The filmmakers have been forthcoming about being inspired by the world of Jim Henson’s film Labyrinth and the inspiration comes through markedly – in fact, Henson’s creature shop built many of the creatures that inhabit the City. Those who are familiar with McKean’s art will not find the imagery unfamiliar, particularly in the gothic nature of the city and its inhabitants, who sometimes look like a collage of images rather than a single solid idea.

 This is one of the most visually impressive movies I’ve seen, with stunning creations around every corner. The settings recall Victorian England as well as Wiemar Republic Germany with a hint of the worlds of Maurice Sendak and, of course, Jim Henson. This is the sort of movie you’ll want to see several times as there’s no way you can catch all the detail in a single sitting.

The English cast does a solid job but they mostly play second fiddle to the images and sets. The problem here is mainly a pedestrian story, which relies overly much on familiar concepts explored in Labyrinth and Stephen King and Peter Straub’s The Talisman whose story it rips off virtually note for note.

Still, one can forgive the “must save mom” maudlin-ness since the real reason for this movie’s existence is to excite your sense of wonder, and it does that in spades. There are times the surreal aspects of the visuals hop on the Dali highway and take off willy-nilly, but since I like Dali it doesn’t phase me much, but those who find surreality acceptable only in small doses, be warned that the dosage here is overwhelming.

WHY RENT THIS: Dazzling, imaginative visuals that are a feast for the eyes and food for the brain. You’ll want to see this more than once but even then you won’t be able to capture everything you see.

WHY RENT SOMETHING ELSE: The story is a bit pedestrian and the plot creeps into the maudlin periodically.

FAMILY VALUES: Some of the images might be too unsettling for younger, more impressionable sorts.
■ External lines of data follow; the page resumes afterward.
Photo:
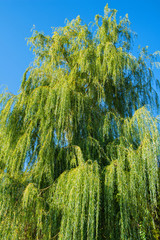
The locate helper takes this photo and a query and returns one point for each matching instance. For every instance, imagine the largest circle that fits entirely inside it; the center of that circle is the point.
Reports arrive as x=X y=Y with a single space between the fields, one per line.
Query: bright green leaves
x=78 y=197
x=78 y=156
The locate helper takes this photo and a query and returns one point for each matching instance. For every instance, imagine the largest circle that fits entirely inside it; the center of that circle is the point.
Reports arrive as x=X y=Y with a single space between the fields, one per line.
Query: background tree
x=78 y=149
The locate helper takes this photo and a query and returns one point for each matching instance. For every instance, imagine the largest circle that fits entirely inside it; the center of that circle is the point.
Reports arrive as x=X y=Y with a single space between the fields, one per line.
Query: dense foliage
x=78 y=147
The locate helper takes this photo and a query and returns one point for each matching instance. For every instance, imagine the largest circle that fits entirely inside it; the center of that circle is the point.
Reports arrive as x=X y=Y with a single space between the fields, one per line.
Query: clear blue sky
x=17 y=18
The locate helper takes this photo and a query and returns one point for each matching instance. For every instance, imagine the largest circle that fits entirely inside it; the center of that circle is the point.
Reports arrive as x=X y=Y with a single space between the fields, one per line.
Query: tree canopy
x=78 y=146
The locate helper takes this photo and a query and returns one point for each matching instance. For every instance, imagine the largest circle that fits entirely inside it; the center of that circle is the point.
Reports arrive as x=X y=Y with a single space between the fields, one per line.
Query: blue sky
x=17 y=18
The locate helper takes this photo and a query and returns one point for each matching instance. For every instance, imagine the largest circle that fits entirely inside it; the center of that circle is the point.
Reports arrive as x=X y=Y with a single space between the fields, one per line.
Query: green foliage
x=78 y=147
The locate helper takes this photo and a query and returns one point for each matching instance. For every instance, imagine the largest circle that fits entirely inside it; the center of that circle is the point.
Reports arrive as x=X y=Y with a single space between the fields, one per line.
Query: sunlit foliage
x=78 y=147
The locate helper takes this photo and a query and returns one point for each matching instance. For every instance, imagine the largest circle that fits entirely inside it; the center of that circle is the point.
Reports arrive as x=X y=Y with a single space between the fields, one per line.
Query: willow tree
x=78 y=147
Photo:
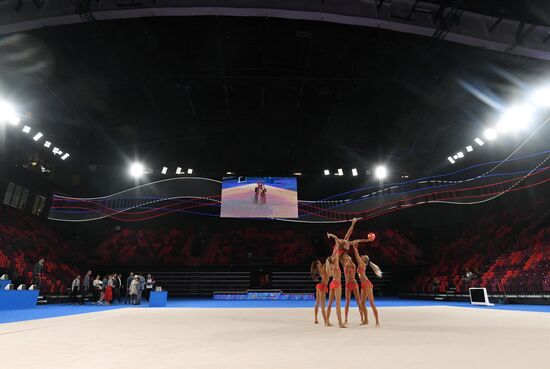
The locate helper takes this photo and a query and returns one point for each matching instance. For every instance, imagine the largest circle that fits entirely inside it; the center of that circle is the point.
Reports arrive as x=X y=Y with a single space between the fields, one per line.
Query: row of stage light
x=10 y=116
x=513 y=120
x=138 y=170
x=380 y=172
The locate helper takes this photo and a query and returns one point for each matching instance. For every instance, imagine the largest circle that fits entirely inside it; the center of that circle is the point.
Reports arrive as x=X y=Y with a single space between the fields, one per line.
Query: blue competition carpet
x=52 y=311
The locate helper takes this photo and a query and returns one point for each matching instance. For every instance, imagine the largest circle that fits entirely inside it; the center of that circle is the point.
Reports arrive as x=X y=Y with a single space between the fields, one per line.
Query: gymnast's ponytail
x=375 y=269
x=314 y=270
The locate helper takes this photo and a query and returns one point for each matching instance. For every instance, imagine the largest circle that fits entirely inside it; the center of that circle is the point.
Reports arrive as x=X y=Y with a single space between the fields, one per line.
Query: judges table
x=158 y=299
x=15 y=299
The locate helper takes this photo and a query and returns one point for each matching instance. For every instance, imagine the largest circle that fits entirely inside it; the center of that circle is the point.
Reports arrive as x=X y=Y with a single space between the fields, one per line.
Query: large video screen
x=259 y=197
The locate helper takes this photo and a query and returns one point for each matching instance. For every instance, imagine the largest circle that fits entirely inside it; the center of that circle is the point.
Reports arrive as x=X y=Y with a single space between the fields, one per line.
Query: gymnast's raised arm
x=350 y=230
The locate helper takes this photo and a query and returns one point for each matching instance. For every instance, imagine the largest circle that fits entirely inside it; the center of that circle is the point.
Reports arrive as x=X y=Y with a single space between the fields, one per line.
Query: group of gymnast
x=331 y=268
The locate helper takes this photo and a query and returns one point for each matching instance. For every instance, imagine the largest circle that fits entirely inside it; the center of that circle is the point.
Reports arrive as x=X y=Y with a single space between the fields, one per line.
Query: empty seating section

TRIVIAL PURSUITS: When Helena reaches for the book “The Complete History of Everything” in the library, the book directly beside it is entitled “Muppets in Space” with the title written in the Farscape font. Both are allusions to the Jim Henson Studios, which produced the film Muppets in Space and also the TV show Farscape.

NOTABLE DVD EXTRAS: There is footage from a Q&A session McKean and Gaiman did about the film at the 2005 San Diego Comicon, as well as an intriguing feature called Day 16 which shows an entire day of filming in time lapse photography.